While life with banks can be rough, life without banks can be brutal. Without access to a transaction account, households often turn to alternative financial products that charge exorbitant fees. The average underbanked household spends a staggering $2,412 each year on interest and fees alone. For many households, access comes down to proximity to a brick-and-mortar branch. But as banks look to slash costs, branches are closing in droves (nearly 2,599 in 2014). Low-income and minority neighborhoods are often the first areas targeted. Since late 2008, an astounding 93 percent of the bank branch closings have been in ZIP Codes with below-national median household income levels. And the rise of digital banking may contribute further to this trend as regulators consider a new proposal that would give banks more latitude to decide where they have physical branches.
If the threat to their business grows, banks could opt to use their superior resources to buy up FinTech companies. With the five biggest banks controlling nearly $15 trillion in assets, FinTech’s $12.4 billion in venture investments this year look like peanuts. Acquisition was the approach Capital One took earlier this year when it bought Level Money, an app that helps users track their spending. If proven profitable, it’s likely that other banks will start buying up the competition.
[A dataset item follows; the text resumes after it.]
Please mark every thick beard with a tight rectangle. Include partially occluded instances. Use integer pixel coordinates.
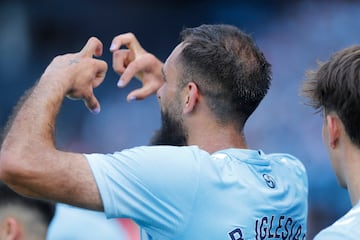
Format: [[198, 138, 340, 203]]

While usurping the threat of FinTech by co-opting it may relieve immediate pressure on the banks, it won’t necessarily stop them from trying to cut costs in other ways that disproportionately impact those at the bottom rung on the income ladder. With the last 50 years of history at our backs (or even just the last 10), do we really want banks annexing every potential rival?
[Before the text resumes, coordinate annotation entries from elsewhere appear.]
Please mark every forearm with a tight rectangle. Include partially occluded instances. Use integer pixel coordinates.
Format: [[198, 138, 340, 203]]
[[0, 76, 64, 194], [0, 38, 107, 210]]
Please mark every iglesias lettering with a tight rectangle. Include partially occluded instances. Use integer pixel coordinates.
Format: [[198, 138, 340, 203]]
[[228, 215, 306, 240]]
Competition is good, as is innovation, especially if they create inroads for new and currently underserved consumers to access and use traditional financial services. And for all their disruption, some FinTech startups have vision that traditional banks have lacked. They see underserved consumers as an emerging market, especially in developing countries where technological advances like mobile banking have been a key driver of financial inclusion.
The rise of FinTech gives policymakers a good opportunity to take stock of where we have been and where we should be going when it comes to providing the means for low and medium-income Americans to save for the future. As these market forces unfold, policymakers should be designing and supporting ideas that promote more financial inclusion, whether that means more community credit unions, subsidies and tax credits for financial services, or a government-run option like postal banking. Regardless of the provider, legislators need to make access to secure, functional, and affordable financial services for all Americans a bigger priority—and FinTech’s impact on the banking industry is bringing that need into sharper relief by the day.